To produce certified canola seed that is true to variety, 100 metres of isolation are normally sufficient. By regulation, canola fields for the production of hybrid seed must be isolated from other canola by at least 800 m, and many companies prefer to use about 1,600 m isolation distance. This ensures that no stray pollen fertilizes the female plants that produce no pollen themselves.

A small amount of natural outcrossing can occur between the two canola species and condiment or oilseed mustard, but the concern has been whether canola will cross and share its herbicide tolerance with its weedy relatives.

Canadian and French scientists have shown that natural gene flow between cultivated canola and wild mustard does not occur. Fortunately, in western Canada, wild radish, hoary mustard and black mustard are either absent or rarely found. However, dog mustard is present in many Manitoba and eastern Saskatchewan fields.

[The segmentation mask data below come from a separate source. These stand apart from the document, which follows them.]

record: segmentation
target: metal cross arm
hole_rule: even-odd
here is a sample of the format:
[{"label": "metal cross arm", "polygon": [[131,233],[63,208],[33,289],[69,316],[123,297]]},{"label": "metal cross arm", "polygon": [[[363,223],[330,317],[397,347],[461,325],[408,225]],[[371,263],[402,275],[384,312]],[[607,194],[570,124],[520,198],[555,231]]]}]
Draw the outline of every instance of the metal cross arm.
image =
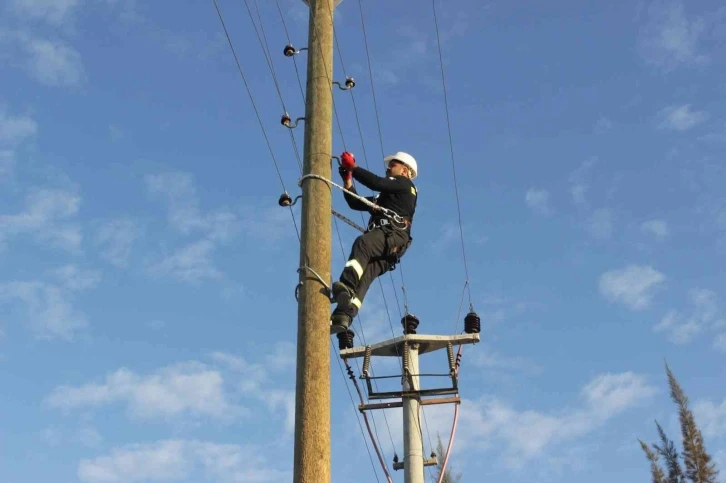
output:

Crossing studies at the Agriculture and Agri-food Canada (AAFC) Saskatoon Research Centre in Saskatoon, SK have shown that the possibility of gene transfer from B. napus canola to dog mustard, as well as the survival of any progeny, is extremely low. However, intergenetic crosses between B. rapa canola and dog mustard have been obtained in the greenhouse, and the resulting plant was found to be vigorous. Thus, there is the possibility that a herbicide-tolerance gene could be transferred from a plant of B. rapa canola to dog mustard in some field, some time in the future.

What would be the consequence of a herbicide-tolerance gene escaping into dog mustard? The broad-spectrum herbicide would no longer control the hybrid weed in the field or fields where the cross occurred. This would reduce the effectiveness of the herbicide and allow populations of resistant plants to increase. However, the populations of this weakly competitive weed would be easily controlled in cereal and other crops with phenoxy herbicides.

Reports of canola plants that survive the application of Roundup herbicide, in fields that had not been sown to Roundup Ready canola, have appeared in the press. No one seems to have asked why volunteer plants, tolerant to Liberty or Pursuit/Odyssey, have not also been reported.

The fact is that plants tolerant to Liberty and Pursuit are also present in many fields. However, growers don't recognize such plants because Liberty and Pursuit are not used for chemfallow or spraying around waste places. If Roundup is to be used for chemfallow or killing vegetation around various farm sites, to avoid volunteers tolerant to the new broad-spectrum herbicides, apply a phenoxy herbicide such as 2,4-D together with the Roundup.

Keep to a minimum the number of canola plants that may be tolerant to two or more broadleaf herbicides. Isolate fields with different herbicide systems; do not grow them side-by-side in the same field or across the fence line. To minimize the amount of field-to-field crossing, the current data suggest a minimum of 175 m isolation between fields.

A large-scale monitoring program on field-to-field crossing is under way this year at the AAFC Research Centre under the direction of H. Beckie and G. Seguin-Swartz. Because of the frequency of rainfall, plus the low average temperature and wind velocities during the flowering period, the incidence of field-to-field crossing in 1999 was expected to be very low.